DENVER (KDVR) — Emergency departments are bracing for what could be another busy Fourth of July weekend for fireworks-related injuries.
A report from the U.S. Consumer Product Safety Commision found a 50 percent increase in deaths and injuries from fireworks-related incidents in 2020 compared to 2019.
According to the CPSC report, about 15,600 people were treated in hospital emergency departments for fireworks injuries in 2020, up from about 10,000 in 2019.
Dr. Sue Kirelik, a Pediatric Emergency Physician with Rocky Mountain Hospital for Children, said most often see injuries caused by sparklers.

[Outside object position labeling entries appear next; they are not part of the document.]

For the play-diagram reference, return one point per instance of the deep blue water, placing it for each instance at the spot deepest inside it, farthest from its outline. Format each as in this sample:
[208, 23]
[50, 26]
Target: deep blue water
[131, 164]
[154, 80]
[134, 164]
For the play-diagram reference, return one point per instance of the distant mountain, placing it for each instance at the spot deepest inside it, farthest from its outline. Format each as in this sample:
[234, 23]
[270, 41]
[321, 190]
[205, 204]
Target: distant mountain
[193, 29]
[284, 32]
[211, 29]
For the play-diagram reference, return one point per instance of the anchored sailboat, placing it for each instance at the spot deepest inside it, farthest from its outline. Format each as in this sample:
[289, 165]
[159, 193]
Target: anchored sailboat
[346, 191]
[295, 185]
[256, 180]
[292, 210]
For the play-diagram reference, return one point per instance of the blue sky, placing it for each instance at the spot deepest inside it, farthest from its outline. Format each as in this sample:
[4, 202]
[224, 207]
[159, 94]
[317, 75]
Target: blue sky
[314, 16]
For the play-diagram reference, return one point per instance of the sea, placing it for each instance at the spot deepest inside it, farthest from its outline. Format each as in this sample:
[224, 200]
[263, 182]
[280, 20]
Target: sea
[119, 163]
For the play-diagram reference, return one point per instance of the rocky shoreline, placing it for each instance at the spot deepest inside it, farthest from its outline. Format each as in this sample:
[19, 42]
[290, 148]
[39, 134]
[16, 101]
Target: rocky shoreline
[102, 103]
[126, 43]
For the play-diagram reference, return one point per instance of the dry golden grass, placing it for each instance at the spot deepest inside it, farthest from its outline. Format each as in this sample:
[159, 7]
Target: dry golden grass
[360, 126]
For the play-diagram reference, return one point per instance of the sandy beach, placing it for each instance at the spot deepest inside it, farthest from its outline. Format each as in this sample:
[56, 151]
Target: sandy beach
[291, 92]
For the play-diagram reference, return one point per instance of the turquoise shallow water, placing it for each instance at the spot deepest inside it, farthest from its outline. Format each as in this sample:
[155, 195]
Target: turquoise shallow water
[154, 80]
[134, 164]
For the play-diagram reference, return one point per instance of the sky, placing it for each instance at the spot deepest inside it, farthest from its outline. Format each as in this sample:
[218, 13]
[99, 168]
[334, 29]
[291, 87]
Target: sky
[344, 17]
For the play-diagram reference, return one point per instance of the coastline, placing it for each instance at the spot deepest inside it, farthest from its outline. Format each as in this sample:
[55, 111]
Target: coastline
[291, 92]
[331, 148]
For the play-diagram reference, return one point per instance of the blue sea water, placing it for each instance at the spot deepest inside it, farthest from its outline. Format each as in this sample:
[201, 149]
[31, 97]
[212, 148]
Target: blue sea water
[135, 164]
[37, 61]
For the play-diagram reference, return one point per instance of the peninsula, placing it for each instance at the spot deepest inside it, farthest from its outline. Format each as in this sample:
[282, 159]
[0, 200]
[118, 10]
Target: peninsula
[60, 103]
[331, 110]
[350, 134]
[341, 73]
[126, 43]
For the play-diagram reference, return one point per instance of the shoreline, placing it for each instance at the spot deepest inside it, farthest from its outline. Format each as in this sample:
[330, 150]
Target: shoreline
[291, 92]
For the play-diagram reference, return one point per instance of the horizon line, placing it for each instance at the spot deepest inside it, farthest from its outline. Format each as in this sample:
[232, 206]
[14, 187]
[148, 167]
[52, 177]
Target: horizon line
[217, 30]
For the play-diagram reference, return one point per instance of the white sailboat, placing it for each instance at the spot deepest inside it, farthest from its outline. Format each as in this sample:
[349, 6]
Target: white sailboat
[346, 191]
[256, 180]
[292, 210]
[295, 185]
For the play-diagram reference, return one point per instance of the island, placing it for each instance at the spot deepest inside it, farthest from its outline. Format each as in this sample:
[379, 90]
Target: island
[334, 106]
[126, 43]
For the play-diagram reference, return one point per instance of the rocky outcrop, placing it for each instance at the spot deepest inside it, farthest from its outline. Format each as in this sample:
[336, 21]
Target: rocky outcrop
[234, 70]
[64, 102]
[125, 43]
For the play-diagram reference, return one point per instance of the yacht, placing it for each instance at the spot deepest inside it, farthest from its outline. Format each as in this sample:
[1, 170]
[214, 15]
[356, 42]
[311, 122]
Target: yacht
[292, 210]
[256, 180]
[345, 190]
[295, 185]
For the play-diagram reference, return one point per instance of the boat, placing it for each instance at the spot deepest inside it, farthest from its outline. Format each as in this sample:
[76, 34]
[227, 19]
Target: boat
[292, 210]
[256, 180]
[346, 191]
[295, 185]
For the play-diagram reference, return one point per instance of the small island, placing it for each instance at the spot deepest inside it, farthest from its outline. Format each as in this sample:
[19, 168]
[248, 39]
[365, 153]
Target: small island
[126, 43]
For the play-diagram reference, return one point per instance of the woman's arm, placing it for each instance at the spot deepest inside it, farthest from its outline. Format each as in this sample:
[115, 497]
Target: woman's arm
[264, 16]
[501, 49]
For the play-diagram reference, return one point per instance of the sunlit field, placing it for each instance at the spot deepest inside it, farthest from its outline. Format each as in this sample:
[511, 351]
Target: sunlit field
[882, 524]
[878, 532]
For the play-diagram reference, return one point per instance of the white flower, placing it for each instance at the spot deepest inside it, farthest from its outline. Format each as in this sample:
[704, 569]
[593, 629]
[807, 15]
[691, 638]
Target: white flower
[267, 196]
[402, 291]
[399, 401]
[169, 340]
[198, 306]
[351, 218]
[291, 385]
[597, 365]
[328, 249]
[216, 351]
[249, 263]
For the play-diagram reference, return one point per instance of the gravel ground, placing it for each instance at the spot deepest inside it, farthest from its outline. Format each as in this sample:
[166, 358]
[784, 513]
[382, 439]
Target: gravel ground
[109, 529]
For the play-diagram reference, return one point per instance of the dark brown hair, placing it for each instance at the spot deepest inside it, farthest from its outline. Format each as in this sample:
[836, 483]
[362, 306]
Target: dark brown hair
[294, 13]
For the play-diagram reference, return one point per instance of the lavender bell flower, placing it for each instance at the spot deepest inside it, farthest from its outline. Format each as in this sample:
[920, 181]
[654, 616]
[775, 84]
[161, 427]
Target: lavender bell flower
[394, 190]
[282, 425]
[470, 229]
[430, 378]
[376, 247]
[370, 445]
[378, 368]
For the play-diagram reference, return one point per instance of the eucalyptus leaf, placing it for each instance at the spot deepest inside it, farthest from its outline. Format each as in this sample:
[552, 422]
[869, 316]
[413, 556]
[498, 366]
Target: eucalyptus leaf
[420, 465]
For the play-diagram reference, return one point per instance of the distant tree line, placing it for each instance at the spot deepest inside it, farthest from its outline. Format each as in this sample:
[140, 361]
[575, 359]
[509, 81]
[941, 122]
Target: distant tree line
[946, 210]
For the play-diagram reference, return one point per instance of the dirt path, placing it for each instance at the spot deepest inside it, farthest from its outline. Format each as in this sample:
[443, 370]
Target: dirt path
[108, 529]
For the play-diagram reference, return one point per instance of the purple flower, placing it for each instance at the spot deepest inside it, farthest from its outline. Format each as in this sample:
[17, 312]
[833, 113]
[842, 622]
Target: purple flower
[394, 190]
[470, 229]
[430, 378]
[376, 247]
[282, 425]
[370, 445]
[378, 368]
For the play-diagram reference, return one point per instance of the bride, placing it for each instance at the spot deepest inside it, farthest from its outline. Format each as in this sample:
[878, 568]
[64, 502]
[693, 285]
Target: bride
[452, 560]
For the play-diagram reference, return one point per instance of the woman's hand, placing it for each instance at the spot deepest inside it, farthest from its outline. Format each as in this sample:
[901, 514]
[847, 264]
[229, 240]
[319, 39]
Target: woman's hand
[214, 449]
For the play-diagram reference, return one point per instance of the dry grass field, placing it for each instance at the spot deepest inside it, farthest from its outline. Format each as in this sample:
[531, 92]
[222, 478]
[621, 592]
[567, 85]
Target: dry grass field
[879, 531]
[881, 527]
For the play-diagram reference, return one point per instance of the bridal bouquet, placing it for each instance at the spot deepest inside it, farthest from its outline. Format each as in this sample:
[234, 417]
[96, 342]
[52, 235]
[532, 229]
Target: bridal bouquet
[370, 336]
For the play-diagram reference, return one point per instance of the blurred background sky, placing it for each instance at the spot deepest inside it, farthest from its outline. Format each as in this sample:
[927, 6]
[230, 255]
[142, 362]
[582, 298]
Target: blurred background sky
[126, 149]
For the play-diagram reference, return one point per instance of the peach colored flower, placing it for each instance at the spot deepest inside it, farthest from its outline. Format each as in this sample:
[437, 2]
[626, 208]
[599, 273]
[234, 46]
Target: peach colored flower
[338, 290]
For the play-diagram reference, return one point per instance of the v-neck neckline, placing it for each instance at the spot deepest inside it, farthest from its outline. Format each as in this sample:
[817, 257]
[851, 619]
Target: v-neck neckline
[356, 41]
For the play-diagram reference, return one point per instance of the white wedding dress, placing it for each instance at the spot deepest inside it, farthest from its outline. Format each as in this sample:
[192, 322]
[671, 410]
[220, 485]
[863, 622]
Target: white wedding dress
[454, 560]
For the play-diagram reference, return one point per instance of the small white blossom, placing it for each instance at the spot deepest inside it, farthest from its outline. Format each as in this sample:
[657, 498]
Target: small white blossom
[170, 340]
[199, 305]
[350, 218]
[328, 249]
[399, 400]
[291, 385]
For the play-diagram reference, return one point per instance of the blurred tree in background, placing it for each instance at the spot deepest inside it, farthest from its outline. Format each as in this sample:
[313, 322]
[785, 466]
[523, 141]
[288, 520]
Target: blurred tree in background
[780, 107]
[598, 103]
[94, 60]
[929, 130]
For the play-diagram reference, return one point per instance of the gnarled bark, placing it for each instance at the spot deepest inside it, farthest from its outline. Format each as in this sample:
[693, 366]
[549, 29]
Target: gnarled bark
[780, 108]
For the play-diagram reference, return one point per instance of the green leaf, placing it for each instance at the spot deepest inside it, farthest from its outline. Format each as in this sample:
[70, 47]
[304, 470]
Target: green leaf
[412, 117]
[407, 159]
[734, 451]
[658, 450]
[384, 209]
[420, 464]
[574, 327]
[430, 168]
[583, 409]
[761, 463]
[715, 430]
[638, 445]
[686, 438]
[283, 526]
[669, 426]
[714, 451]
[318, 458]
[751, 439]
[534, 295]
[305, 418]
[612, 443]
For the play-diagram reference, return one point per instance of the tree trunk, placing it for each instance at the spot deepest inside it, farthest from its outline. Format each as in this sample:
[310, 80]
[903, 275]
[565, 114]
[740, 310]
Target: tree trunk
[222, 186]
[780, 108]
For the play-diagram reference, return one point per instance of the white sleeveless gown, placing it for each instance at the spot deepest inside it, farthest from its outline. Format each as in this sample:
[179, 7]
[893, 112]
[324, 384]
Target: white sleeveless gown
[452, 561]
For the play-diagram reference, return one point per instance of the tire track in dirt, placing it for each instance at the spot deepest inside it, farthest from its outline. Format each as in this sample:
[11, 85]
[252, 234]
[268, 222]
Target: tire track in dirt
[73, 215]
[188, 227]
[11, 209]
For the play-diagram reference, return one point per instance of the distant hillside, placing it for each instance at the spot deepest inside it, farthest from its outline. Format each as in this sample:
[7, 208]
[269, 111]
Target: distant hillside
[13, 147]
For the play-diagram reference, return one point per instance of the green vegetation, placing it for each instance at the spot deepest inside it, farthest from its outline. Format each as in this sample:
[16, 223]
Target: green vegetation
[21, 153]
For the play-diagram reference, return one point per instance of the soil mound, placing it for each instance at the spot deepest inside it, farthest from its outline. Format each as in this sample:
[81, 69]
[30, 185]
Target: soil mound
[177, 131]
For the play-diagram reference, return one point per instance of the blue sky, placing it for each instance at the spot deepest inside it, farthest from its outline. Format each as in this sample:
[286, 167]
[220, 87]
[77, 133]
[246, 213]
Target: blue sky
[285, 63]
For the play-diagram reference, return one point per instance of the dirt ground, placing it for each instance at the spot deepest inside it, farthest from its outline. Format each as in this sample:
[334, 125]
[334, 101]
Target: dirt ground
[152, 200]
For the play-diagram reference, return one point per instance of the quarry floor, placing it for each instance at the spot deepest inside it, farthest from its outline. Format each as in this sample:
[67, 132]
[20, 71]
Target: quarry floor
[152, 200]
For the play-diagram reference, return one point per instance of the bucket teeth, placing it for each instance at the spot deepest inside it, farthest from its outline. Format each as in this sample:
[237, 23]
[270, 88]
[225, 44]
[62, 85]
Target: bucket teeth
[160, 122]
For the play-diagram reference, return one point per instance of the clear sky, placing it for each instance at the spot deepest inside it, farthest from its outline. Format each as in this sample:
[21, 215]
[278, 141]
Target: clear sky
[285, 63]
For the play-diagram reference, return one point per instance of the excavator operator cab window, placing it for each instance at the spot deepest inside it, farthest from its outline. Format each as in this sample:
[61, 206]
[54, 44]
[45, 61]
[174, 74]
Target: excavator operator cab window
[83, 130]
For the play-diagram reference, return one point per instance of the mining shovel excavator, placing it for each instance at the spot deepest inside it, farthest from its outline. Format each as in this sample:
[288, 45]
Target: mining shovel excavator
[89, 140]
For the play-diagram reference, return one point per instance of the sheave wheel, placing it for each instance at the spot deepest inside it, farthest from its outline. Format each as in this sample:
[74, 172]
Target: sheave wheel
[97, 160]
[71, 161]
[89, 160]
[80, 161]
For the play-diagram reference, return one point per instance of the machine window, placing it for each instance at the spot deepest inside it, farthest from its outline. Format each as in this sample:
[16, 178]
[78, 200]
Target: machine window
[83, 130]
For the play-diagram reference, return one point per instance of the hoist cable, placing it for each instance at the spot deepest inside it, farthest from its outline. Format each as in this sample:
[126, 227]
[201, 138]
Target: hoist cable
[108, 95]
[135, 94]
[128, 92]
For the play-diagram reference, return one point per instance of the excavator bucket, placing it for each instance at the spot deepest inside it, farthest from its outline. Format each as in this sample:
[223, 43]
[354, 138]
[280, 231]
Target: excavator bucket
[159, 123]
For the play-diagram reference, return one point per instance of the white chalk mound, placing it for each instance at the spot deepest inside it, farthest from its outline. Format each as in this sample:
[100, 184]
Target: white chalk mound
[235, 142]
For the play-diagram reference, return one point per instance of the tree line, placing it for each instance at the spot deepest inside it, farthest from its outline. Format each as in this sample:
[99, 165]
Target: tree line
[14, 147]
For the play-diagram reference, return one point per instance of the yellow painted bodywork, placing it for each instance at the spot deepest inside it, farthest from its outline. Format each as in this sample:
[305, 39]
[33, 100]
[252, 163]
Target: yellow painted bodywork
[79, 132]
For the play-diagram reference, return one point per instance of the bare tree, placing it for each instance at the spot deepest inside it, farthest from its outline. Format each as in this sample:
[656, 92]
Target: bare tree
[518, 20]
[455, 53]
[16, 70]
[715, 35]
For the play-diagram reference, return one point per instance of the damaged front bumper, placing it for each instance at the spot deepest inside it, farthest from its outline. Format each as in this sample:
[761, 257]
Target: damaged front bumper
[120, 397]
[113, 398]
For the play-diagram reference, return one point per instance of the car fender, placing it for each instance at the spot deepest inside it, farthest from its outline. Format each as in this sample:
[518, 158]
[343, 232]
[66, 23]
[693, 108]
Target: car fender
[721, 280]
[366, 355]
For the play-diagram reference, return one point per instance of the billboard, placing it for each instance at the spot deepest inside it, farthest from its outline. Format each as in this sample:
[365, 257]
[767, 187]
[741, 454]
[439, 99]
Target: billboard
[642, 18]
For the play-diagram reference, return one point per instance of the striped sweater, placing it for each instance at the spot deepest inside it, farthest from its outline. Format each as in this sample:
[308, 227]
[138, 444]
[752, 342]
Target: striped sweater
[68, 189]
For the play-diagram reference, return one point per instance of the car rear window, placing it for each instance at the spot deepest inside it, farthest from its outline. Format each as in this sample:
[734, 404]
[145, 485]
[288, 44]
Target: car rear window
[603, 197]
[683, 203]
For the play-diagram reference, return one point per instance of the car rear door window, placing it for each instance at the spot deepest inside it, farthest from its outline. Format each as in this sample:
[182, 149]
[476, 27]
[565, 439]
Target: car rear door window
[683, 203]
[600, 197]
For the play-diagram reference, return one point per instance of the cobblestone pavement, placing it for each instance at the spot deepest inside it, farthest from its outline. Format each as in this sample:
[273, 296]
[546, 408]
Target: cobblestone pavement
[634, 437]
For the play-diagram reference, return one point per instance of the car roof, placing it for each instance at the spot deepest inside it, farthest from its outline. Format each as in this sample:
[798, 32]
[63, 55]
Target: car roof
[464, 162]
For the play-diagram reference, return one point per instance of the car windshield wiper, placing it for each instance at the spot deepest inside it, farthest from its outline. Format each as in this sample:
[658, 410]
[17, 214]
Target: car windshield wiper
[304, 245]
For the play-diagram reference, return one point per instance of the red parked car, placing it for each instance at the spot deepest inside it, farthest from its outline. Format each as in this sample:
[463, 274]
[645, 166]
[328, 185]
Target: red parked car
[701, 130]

“They’re so common, and for some reason, people don’t see them as something dangerous. There’s a long history of giving them to little children to kind of flit around and watch the pattern. They’re really, really hot, so we do see young children getting burned with those,” Kirelik said.
Not all fireworks-related injuries need to be treated in a hospital setting. Kirelik said there are some signs that you need to seek emergency care:
- A burn that goes through the skin
- Blistering on the skin
- A burn over a joint
- A burn larger than the palm of your hand
- Burns that appear waxy, rubbery or white
- Explosive injuries that damage eyes or digits
“I don’t know what we’re going to see this year, but given that we’re coming out of a pandemic, everybody is really excited to gather and have fun, there’s a really good chance we’re going to see more fireworks injuries this year than previous years,” Kirelik said.